The University of Chicago Department of Music is excited to announce the launch of a streaming humanities lecture series titled Music Revealed, bringing captivating insights in music straight to your home. With multimedia presentations delivered via Facebook Live, University of Chicago Music faculty will peel back the layers on the history, theory, and anthropology of music, sharing their research and answering your questions.
Join us for the first lecture featuring Assistant Professor of Music Jennifer Iverson on Friday, May 8 at 4:30 pm CDT. Professor Martha Feldman will present on May 15, and Professor Philip V. Bohlman takes the virtual stage on May 22.
Electronic sound pervades our 21st century experiences, but how and when did it become ubiquitous? This talk by Assistant Professor of Music Jennifer Iverson (who begins an appointment as Associate Professor on July 1) focuses on two liminal moments: the Barron studio in 1950s NYC (of Forbidden Planet fame) and Moog synthesizer pop-rock cover albums from the late 1960s. Analyzing these genre-crossing experiments, Iverson asks how instruments and sounds can express economic and political ideologies. Electronic experiments—from cult favorites to dustbin discards––either gain legitimacy, or don’t. This talk explores why.
This talk explores what Professor Martha Feldman calls the "sacred vernacular" to puzzle out the conditions in twentieth-century Rome that mark the uncomfortable anomaly of the castrato, a man castrated for singing.

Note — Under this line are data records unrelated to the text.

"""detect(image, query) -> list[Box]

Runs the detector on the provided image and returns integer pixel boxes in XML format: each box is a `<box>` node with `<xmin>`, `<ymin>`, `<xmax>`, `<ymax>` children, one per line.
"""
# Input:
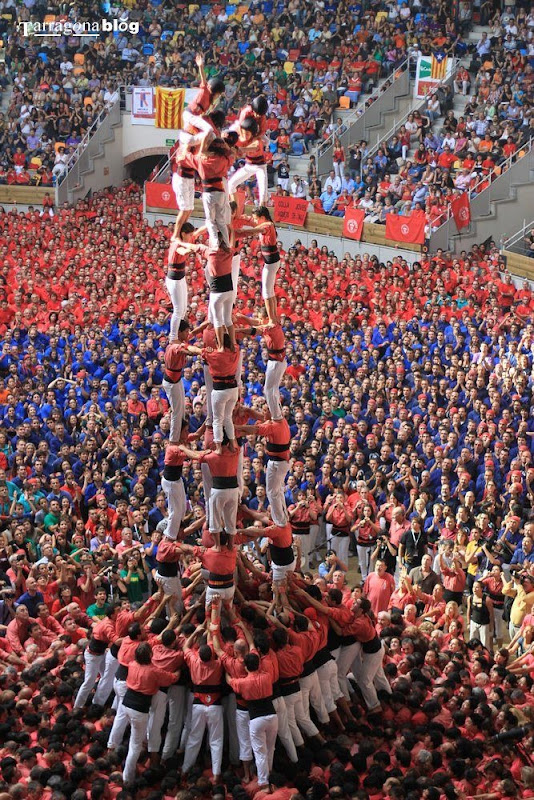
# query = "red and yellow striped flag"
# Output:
<box><xmin>430</xmin><ymin>52</ymin><xmax>447</xmax><ymax>80</ymax></box>
<box><xmin>155</xmin><ymin>87</ymin><xmax>185</xmax><ymax>129</ymax></box>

The “sacred vernacular” refers to the peculiar Italian and especially Roman tendency to domesticate the sacred by means of the everyday. Among the consequences of this cultural formation is the figure of the sacred monster. The castrato is a marked instance of it, but the death of the last castrato Alessandro Moreschi, coincident with the rise of fascism, initiates a decades-long period of masculinist tropes and obliteration of the castrato’s memory. In this presentation, Feldman explores the "sacred vernacular" and memory of the castrato through the cultural works of iconic twentieth-century artists Frederico Fellini, Anton Giulio Bragaglia, Pietro Germi, and others.
"Lifted Up from the Earth at the Very Moment of Death": the Border, the Wall, and the Transcendent Topography of Migration Crisis
Professor Philip Bohlman will participate in a livestream Q&A about his keynote address at the 2020 SMI/ICTM-IE Postgraduate Conference, hosted by the Irish World Academy of Music and Dance, University of Limerick. Professor Bohlman's full talk can be viewed in advance of the Q&A on YouTube: https://www.youtube.com/watch?v=Ujo9I2cOE4A
Throughout history walls have been built along borders to block the paths of migrants fleeing violence and poverty, and to divert and silence the transnational circulation of music. The conflict between walls and migration has generated the shifting soundscapes of what Bohlman calls an aesthetic topography represented by the contradictory conditions of sound and silence. The music historical path he traces through his talk begins with the metaphors of walls in Irish literature and moves across medieval ballads and the materiality of ghetto walls. The forced migration of European Jews represents a leitmotif throughout the talk, from the exile that followed expulsion from Mediterranean lands in early modern Europe to the musical chronicle of flight and death in the Holocaust. Specific genres of song – ballads in oral and written tradition, corridos, ghetto music, the songs of pilgrimage, music from concentration camps – converge in the voices of a historical counterpoint providing critical new perspectives on the migration crisis of our own day.